Many people find themselves reluctant to take a stance on theories of the supernatural and/or life after death. The subject of reincarnation, for example, is an issue that falls under scrutiny by both 'religion' and 'science'. In Margaret Atwood's "My Life As A Bat", the author uses this very topic, not as to question the reality of life after death, but to question the reality of life over life. The fact that reincarnation as a whole remains questionable upon the individual reader, Atwood works around the surrealism to inflict the reader with the fact that any living identity outside of the human race is, by society's standards, to be addressed as inferior.
The essay, broken down into five numerical parts begins with the theme of reincarnation and slowly leads us into the theme of human superiority. She begins with the affirmation that she belongs to the firm believers of reincarnation. "In the previous-life market, there is not such a great demand for Peruvian ditch-diggers as there is for Cleopatra." (Atwood, 17). By establishing the fact that even in humanity, the lives of historical figures outrank the lives of mere society, she begins her introduction into the lives of those in the animal kingdom; targeting specifically and with detail, the bat.

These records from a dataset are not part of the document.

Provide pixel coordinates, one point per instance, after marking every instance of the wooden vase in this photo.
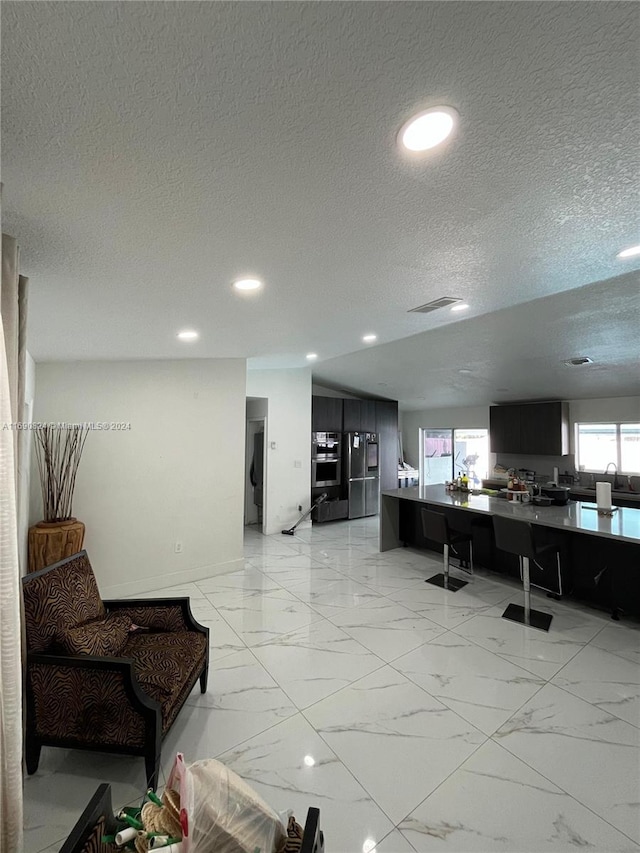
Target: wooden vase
(50, 541)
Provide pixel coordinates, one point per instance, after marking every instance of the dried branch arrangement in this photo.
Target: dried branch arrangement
(58, 452)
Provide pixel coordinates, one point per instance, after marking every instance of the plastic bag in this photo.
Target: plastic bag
(220, 813)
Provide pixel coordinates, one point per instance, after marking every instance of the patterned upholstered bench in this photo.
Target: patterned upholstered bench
(95, 683)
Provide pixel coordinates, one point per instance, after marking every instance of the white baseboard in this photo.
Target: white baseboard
(125, 590)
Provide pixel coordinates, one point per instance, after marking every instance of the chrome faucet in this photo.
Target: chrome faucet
(615, 472)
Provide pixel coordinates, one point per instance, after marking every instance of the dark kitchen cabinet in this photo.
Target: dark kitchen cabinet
(368, 416)
(351, 415)
(326, 414)
(387, 428)
(544, 429)
(533, 429)
(359, 415)
(504, 429)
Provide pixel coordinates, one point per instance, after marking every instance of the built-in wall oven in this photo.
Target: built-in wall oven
(325, 459)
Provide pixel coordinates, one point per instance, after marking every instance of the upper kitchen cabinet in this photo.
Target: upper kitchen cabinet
(533, 429)
(504, 429)
(544, 429)
(359, 415)
(326, 414)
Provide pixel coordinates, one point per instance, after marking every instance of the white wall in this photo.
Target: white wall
(600, 409)
(25, 447)
(177, 474)
(288, 463)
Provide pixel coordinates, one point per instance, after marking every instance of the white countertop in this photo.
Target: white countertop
(576, 516)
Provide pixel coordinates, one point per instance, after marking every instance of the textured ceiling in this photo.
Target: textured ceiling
(513, 354)
(152, 152)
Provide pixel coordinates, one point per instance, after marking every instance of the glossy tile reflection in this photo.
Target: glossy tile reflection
(416, 719)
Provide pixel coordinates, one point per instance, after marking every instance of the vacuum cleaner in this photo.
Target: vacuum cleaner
(316, 503)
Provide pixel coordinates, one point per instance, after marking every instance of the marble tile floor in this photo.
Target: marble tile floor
(416, 719)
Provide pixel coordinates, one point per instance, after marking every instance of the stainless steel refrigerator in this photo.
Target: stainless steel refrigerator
(362, 473)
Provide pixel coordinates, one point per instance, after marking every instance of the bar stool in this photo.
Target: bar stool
(518, 537)
(436, 527)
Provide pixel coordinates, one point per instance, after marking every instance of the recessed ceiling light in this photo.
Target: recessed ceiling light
(631, 252)
(247, 284)
(579, 361)
(428, 129)
(188, 335)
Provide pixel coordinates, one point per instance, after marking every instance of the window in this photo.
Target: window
(445, 452)
(599, 445)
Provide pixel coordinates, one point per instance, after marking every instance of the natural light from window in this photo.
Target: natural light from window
(448, 452)
(599, 445)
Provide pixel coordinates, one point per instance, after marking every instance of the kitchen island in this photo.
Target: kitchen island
(600, 554)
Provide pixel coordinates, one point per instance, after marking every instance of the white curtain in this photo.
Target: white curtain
(11, 832)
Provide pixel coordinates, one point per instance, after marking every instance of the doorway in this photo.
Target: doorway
(255, 473)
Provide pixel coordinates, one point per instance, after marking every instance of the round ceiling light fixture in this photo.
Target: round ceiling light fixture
(247, 284)
(188, 335)
(428, 129)
(631, 252)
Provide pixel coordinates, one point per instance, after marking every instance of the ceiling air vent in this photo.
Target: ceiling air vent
(443, 302)
(578, 362)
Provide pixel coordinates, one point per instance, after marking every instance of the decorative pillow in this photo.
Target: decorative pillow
(104, 637)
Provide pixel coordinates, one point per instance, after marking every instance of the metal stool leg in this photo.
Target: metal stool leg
(444, 580)
(525, 615)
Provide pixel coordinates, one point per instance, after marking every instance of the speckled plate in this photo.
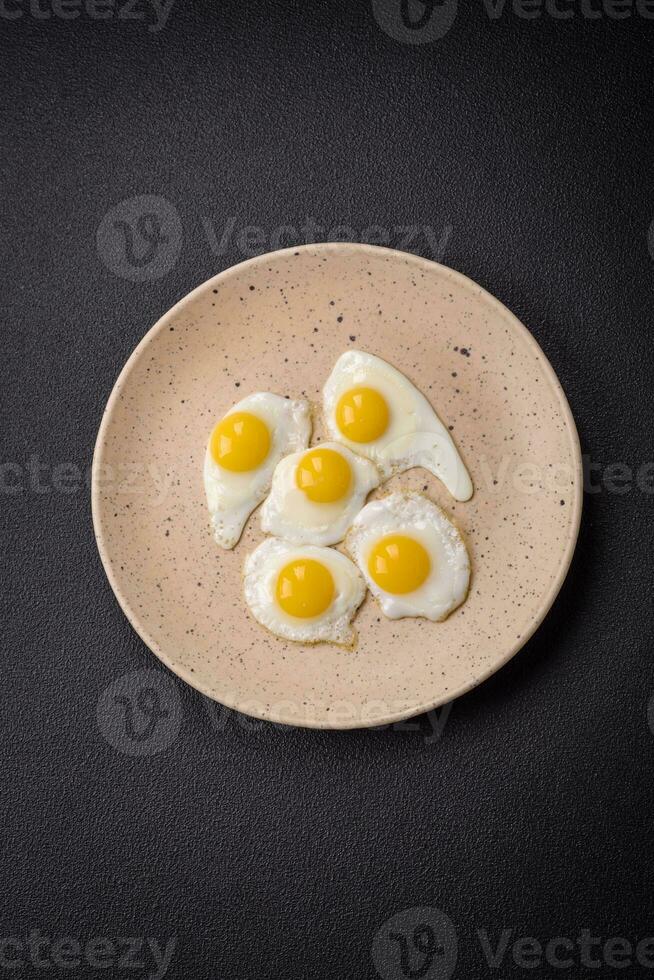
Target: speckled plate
(278, 322)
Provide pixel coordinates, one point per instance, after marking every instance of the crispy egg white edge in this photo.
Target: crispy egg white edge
(274, 520)
(429, 445)
(394, 514)
(228, 521)
(260, 571)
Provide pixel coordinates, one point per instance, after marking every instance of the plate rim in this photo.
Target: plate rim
(393, 717)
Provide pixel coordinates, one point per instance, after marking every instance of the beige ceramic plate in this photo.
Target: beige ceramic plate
(278, 323)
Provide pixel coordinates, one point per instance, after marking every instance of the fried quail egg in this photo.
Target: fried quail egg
(317, 493)
(302, 592)
(242, 452)
(374, 410)
(412, 557)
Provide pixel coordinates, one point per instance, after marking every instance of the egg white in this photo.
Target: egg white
(288, 513)
(231, 497)
(415, 516)
(415, 435)
(261, 571)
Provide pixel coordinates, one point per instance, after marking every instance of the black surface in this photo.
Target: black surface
(274, 852)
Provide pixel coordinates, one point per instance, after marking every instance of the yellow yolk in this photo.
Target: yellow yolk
(324, 475)
(240, 442)
(362, 414)
(305, 588)
(398, 564)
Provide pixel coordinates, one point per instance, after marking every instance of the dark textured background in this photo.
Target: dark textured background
(275, 852)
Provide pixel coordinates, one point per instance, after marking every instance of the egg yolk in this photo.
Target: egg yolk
(398, 564)
(240, 442)
(324, 475)
(305, 588)
(362, 414)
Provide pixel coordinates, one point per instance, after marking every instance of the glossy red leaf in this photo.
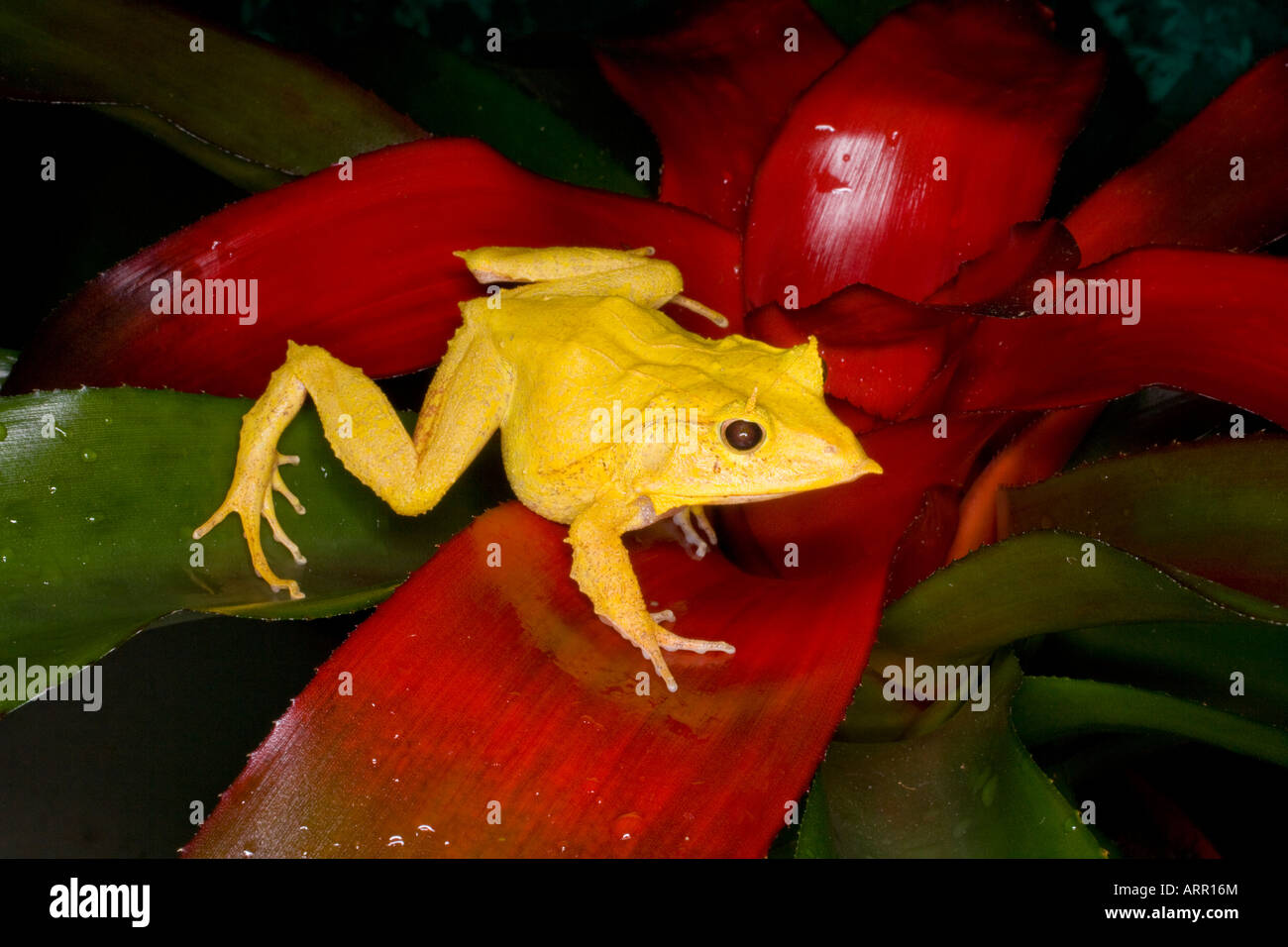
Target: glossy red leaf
(880, 351)
(480, 685)
(854, 530)
(1210, 322)
(715, 90)
(1037, 453)
(923, 545)
(1001, 281)
(846, 191)
(1184, 192)
(361, 266)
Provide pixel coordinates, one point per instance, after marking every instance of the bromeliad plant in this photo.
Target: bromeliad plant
(885, 198)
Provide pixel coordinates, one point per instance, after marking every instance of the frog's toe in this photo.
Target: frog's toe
(279, 484)
(673, 642)
(695, 544)
(278, 532)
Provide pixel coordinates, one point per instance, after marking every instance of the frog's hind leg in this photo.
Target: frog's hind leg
(411, 474)
(601, 569)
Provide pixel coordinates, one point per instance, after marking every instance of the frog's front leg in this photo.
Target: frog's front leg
(601, 569)
(462, 410)
(696, 544)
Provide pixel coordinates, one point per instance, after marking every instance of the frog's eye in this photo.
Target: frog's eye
(742, 434)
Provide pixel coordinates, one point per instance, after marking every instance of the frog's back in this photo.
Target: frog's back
(536, 334)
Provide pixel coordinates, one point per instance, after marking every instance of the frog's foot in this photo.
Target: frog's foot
(252, 496)
(695, 543)
(652, 639)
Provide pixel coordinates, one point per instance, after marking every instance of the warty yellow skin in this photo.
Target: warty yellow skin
(549, 364)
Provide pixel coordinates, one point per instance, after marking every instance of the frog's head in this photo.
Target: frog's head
(767, 429)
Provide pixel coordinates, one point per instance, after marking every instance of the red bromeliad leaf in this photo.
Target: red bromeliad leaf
(894, 359)
(853, 530)
(1001, 281)
(1210, 322)
(494, 689)
(923, 545)
(1184, 192)
(1035, 454)
(361, 266)
(846, 192)
(880, 351)
(715, 90)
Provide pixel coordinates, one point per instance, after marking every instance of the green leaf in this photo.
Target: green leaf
(853, 20)
(97, 519)
(1212, 508)
(8, 357)
(815, 835)
(1048, 709)
(970, 789)
(1035, 583)
(1190, 660)
(241, 108)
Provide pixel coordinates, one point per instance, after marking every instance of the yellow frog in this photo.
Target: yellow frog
(612, 418)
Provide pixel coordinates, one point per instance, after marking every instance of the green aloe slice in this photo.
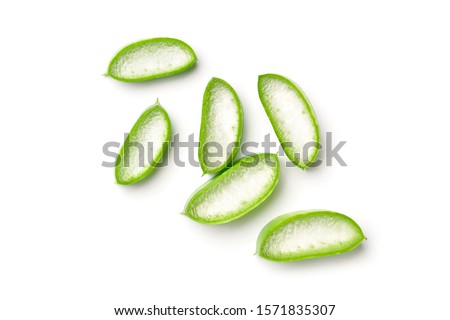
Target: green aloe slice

Atwood captures the essence of the bat in her explanation of nightmares she's had as well as society's' views on bats as movie plots in vampire films and deadly weapons and casualties of war tactics. Each degrading the life of a bat by the hands of human flesh, the same human flesh which Atwood later declares has a higher fear factor than that of an ordinary weapon.
Whichever the scenario, we can come to the conclusion that humans have thus far throughout history made a mockery of bats through Hollywood, have been highly negligent of living creatures through World War II experiments and yet have somehow still managed to despise the creatures for being deadly creatures of the night.